We found that's what may be happening in restaurants. Overall, the main calories on the plate were not very different from what was listed on websites. But low calorie foods that are appropriate for weight control have more calories than listed, and high caloried food have less calories than listed.

In other words, diners who buy a Big Mac and french fries at McDonald's typically get the same amount of calories listed on the menu or less. But diners opting for salads listed with lower calories, for example, frequently get more calories than the menu stated when the food is actually served.

Anybody trying to lose weight or avoid gaining weight -- and that's about 50 percent of the American public -- are ordering the lowest calorie foods when they eat out, so this is an important group of foods for American health, Roberts says in Time.

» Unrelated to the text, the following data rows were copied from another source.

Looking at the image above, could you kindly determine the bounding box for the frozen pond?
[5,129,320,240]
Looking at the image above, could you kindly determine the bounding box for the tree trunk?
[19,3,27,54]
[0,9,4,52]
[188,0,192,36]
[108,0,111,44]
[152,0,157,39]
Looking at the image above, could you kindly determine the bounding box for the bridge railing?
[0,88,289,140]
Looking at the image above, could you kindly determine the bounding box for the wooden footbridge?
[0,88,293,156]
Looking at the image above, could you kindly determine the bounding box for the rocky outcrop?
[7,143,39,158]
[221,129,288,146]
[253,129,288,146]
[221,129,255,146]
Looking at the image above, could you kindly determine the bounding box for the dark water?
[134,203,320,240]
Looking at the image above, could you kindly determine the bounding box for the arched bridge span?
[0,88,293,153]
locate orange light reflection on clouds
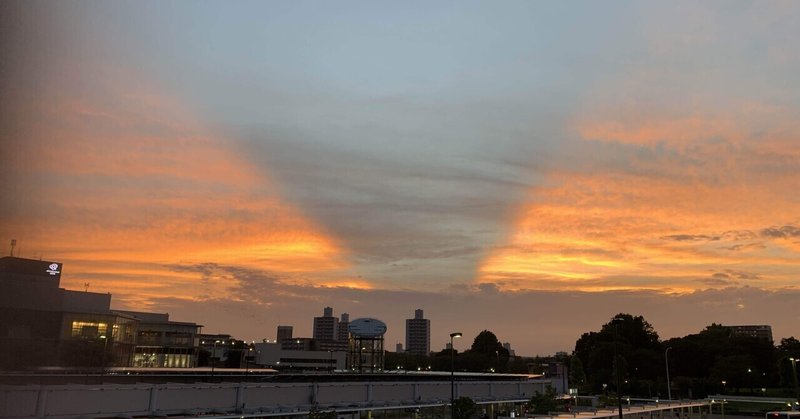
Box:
[2,71,356,308]
[479,107,800,293]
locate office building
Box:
[115,310,202,368]
[313,307,339,340]
[0,256,138,369]
[0,256,200,370]
[406,309,431,356]
[275,326,294,343]
[336,313,350,342]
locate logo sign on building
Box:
[47,263,61,275]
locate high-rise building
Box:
[406,308,431,356]
[275,326,294,343]
[336,313,350,342]
[314,307,339,340]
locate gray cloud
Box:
[141,268,800,355]
[761,225,800,239]
[661,234,720,242]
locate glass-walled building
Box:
[117,311,202,368]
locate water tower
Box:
[347,318,386,372]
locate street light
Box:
[789,358,800,400]
[100,335,108,376]
[611,317,625,419]
[450,332,461,419]
[664,346,672,400]
[211,340,220,377]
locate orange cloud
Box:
[0,67,356,306]
[479,106,800,292]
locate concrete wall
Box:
[0,380,549,419]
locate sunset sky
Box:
[0,1,800,355]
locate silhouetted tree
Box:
[453,397,478,419]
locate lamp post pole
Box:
[664,346,672,400]
[100,335,108,376]
[789,358,800,407]
[611,317,624,419]
[211,340,219,377]
[450,332,461,419]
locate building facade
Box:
[726,324,772,342]
[0,256,200,370]
[0,256,137,369]
[313,307,339,340]
[406,309,431,356]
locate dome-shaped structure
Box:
[347,317,386,373]
[347,317,386,339]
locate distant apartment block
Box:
[725,325,772,342]
[406,309,431,356]
[336,313,350,342]
[275,326,294,343]
[314,307,339,340]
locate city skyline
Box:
[0,1,800,355]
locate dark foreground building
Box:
[0,256,200,371]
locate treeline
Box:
[569,313,800,398]
[385,330,527,373]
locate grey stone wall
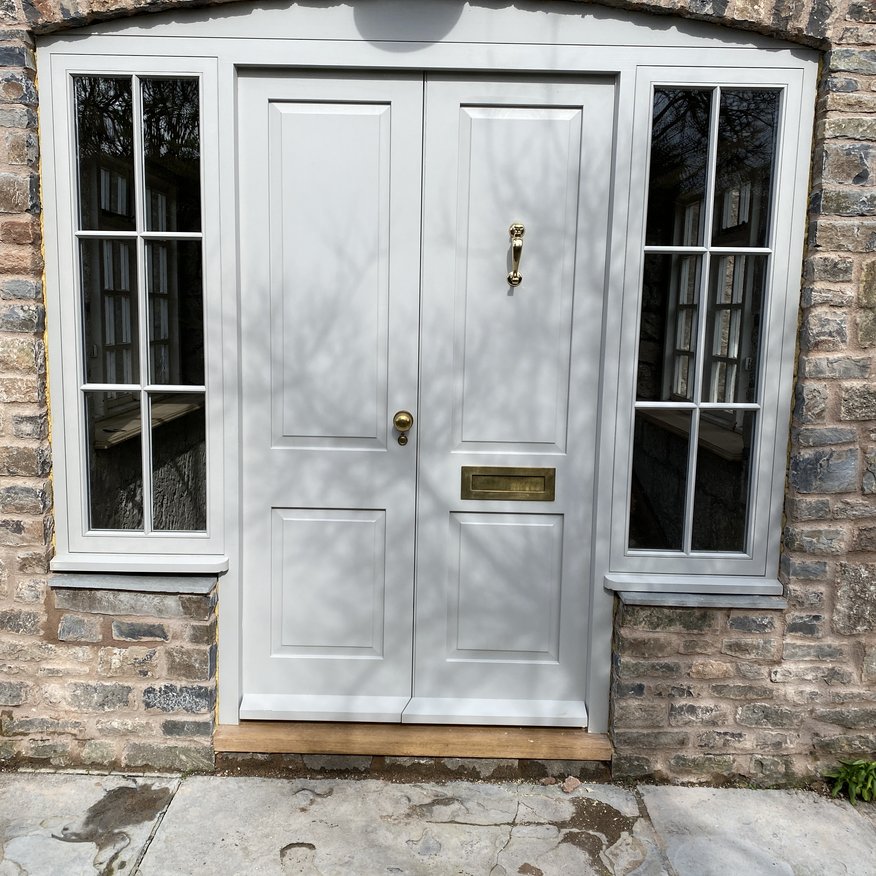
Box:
[0,0,876,782]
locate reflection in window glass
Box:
[703,255,766,403]
[629,410,691,550]
[645,88,712,246]
[142,79,201,231]
[149,393,207,532]
[712,89,779,246]
[691,410,755,551]
[636,253,701,401]
[85,392,143,530]
[73,76,134,231]
[79,238,140,384]
[146,240,204,386]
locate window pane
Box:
[630,410,691,550]
[712,89,779,246]
[703,255,766,403]
[150,393,207,532]
[85,392,143,530]
[73,76,134,231]
[645,88,712,246]
[79,238,140,384]
[636,254,701,401]
[691,411,755,551]
[142,79,201,231]
[146,240,204,385]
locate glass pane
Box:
[636,254,701,401]
[712,89,779,246]
[146,240,204,385]
[645,88,712,246]
[79,238,140,384]
[73,76,135,231]
[691,410,755,551]
[142,79,201,231]
[85,392,143,530]
[703,255,767,404]
[150,393,207,532]
[630,410,691,551]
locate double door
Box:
[238,72,614,726]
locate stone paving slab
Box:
[141,777,666,876]
[0,773,179,876]
[639,787,876,876]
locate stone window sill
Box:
[49,572,219,596]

And the information about their calories is inaccurate.

The findings by Roberts and her team at the Energy Metabolism Laboratory are published in the Journal of the American Medical Association. The study was conducted by sampling the calorie counts of 269 food items at 42 fast food and sit-down restaurant national chains, including McDonald's, Olive Garden, Outback, and Boston Market. Samplings were taken in three cities, including Boston, Indianopolis and Little Rock.

Scientists ordered many of the most popular menu items at a variety of restaurants, and they froze the meals and sent them to a laboratory for calorie testing. Overall, if the average of higher calorie menu items was factored along with lower calorie menu items, the restaurants fared well in delivering what the menus promised. But 19 percent of the foods, all of which came from the low-calorie menu category, contained roughly 100 calories more on average than the menu promise.

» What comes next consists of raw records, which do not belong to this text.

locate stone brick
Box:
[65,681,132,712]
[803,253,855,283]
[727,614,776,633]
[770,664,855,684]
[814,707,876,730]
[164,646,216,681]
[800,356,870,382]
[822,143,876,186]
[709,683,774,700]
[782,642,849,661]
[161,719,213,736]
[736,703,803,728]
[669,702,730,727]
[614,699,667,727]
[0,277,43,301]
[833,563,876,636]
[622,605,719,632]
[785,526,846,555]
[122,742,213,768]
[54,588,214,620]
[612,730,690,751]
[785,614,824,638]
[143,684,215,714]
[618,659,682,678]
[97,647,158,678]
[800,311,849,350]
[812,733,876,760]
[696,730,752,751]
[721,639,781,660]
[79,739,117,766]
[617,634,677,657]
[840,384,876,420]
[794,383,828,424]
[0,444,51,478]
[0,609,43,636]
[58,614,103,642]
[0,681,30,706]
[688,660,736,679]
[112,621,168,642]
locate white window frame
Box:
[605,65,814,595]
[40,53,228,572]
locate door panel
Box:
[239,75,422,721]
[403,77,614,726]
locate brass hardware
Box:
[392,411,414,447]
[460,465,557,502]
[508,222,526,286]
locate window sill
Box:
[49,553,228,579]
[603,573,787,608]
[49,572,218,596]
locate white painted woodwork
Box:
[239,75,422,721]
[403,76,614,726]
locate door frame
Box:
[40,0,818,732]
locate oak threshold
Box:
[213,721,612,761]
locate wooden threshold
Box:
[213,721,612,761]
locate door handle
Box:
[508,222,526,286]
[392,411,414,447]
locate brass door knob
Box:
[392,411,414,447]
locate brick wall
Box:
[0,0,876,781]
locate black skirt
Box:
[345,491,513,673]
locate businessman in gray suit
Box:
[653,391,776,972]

Suprisingly, perhaps, fast food chains were not the culprits with the most infractions. Sit down restaurants got that distinction.

This turns dieting on it's head, says Roberts, in the Boston Globe, especially if you go to a restaurant and think you're being good by ordering soup or salad.

The National Restaurant Association was pleased that on average restaurants were delivering what menus promise.

We have to keep in mind that restaurant food is hand prepared and it invariably contains variation, says Joy Dubost, spokeswoman for the National Restaurant Association, in the Boston Globe. But with new menu labeling law we know that many restaurant chains are looking to tighten up kitchen quality control standards.